Two Poems by Carrie Etter

The Dandelions

This room, my not-room, with its milk witches, 
its cankerworts, its Irish daisies in the framed 
painting, on the curtains, manifest in the feathered 
floofball of a lighting fixture: 
                 just how many wishes
                 am I supposed to make?

I’d never buy that painting, those curtains (though
the feathery lightball’s fun), that docility.

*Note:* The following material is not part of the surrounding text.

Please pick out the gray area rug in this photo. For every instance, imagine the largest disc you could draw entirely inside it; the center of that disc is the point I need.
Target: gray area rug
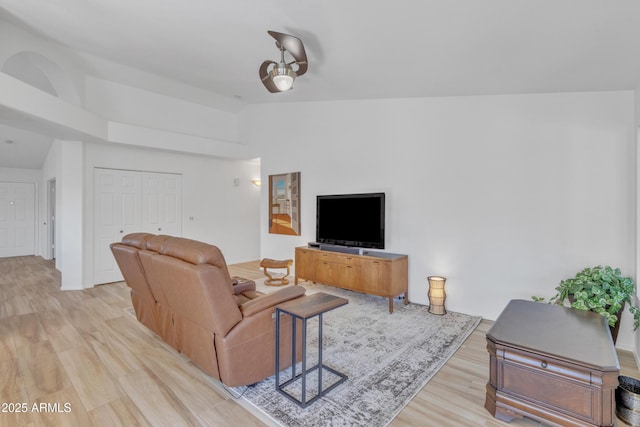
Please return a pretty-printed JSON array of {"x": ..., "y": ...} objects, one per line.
[{"x": 388, "y": 358}]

No room
I make, whatever its comforts, murmurs, docile.
 
O my childhood had its lion’s tooth 
amid the crabgrass, the marigolds, the milkweed,
but this room lacks a horizon, a sense of prairie’s possibility
edging into vision, tornado or thunderstorm or

an abrupt clearing, a banquet of light.

Guitar

after Lorca’s ‘Guitarra’

The guitar of California,
of its deserts, 
rarely weeps. 
Like the cactus, it
conserves its moisture.
Still the guitar breaks 
the broad pink bands
of sunset into night,
into a black blued
by the presence of stars. 
The guitar cries
without tears into
the night, and the coyote
answers, sometimes
returning the music
note for note.
The guitar cries
for and against
the sky’s
impossible breadth.
It calls to 
the red-tailed hawk
in his easy sleep.
It calls to the cottontail
whose ears twitch
at the sound.
It cries but releases
no tears: imagine
the weight
of such a heart.

Carrie Etter’s most recent collection is The Weather in Normal (UK: Seren; US: Station Hill, 2018), a Poetry Book Society Recommendation. Individual poems have appeared in The New Republic, The New Statesman, The Penguin Book of the Prose Poem, Poetry Review, and the TLS.